We need new thinking, research, ideas, and strategies, for ensuring advanced technologies are harnessed to ensure a better future for as many people as possible. And we need them fast!

This is, by any measure, a procrastination post. I’m supposed to be writing a commentary on advanced technology transitions for a prominent journal, and I’m stalling.

It’s not that I don’t know where to begin — I know where I want to go with this commentary, and what I want to say in it. It’s just that, as usual, I’m struggling with that first step of cutting through the cerebral fog as I get started on a more formal piece of writing.

So I thought I would start here and hopefully dissipate some of that fog.

Over the past 20 years or so I’ve been working at the cutting edge of transformative technologies, and exploring ways of ensuring that the benefits substantially outweigh the risks as they are incorporated into society.

In each case, the communities of experts and practitioners I’ve worked with have learned that successful technology transitions take an incredible diversity of expertise, understanding, perspectives, and partnerships. Yet it often feels that, with each new wave of transformative technologies, there’s a tendency to metaphorically re-invent the wheel as different groups and communities try to ensure their success.

This is now playing out with AI and Large Language Models (LLMs) like ChatGPT, where well-meaning advocates for societally beneficial innovation seem blissfully unaware of lessons learned from past technology transitions, and how to harness and build on these.

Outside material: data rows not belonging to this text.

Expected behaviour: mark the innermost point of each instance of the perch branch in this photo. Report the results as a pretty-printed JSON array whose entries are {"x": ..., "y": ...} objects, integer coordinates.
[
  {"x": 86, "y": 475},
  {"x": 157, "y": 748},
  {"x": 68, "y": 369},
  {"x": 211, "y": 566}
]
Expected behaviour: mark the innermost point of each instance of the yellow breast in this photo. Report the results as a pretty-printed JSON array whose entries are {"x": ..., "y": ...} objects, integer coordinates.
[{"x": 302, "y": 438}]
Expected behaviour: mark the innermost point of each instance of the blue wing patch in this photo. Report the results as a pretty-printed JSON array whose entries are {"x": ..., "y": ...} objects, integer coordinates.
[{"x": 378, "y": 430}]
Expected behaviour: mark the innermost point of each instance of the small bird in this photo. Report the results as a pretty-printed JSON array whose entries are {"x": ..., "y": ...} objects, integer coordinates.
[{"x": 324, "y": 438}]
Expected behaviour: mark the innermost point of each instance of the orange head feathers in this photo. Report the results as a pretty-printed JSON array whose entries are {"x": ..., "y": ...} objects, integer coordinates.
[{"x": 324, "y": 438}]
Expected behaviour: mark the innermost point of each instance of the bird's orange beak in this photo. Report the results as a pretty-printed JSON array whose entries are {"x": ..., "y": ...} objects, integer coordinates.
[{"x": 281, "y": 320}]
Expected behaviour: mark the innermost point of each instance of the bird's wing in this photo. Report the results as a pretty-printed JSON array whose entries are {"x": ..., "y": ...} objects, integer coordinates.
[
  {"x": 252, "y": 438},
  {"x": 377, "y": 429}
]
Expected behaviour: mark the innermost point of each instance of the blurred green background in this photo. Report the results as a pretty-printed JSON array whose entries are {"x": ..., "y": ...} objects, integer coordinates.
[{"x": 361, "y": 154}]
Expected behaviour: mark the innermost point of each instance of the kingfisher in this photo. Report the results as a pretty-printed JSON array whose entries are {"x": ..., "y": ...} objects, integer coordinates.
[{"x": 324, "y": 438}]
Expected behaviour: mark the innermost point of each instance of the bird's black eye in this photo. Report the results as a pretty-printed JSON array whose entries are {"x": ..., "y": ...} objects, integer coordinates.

This, perhaps, isn’t surprising. In a world where we’re deluged with new knowledge, information, ideas, and perspectives on a daily basis, it’s near-impossible to cut through the noise and join the dots in coherent and informed ways. But it’s also not helped by a lack of coordinated research, learning, and thought leadership, around advanced technology transitions that is highly visible, highly accessible, and highly relevant to navigating emerging challenges.

It’s not that the pieces of the puzzle aren’t there — many of them are. There’s a wealth of expertise around transdisciplinary and multi-sector approaches to mapping out the challenges presented by new technologies, and ensuring that the societal and economic benefits far out weigh the risks. Yet much of this is buried in academic research, or within disconnected communities and initiatives.

If we are to successfully navigate technology transitions that include AI and AGI, as well as quantum technologies, advanced human augmentation, gene editing, the metaverse, and many more, we need greater coherence and relevance around how we combine existing understanding and generate new ideas. And we need to make sure that this is highly legible and accessible to people who increasingly need guidance and insight into navigating technology transitions that could end badly if not handled well.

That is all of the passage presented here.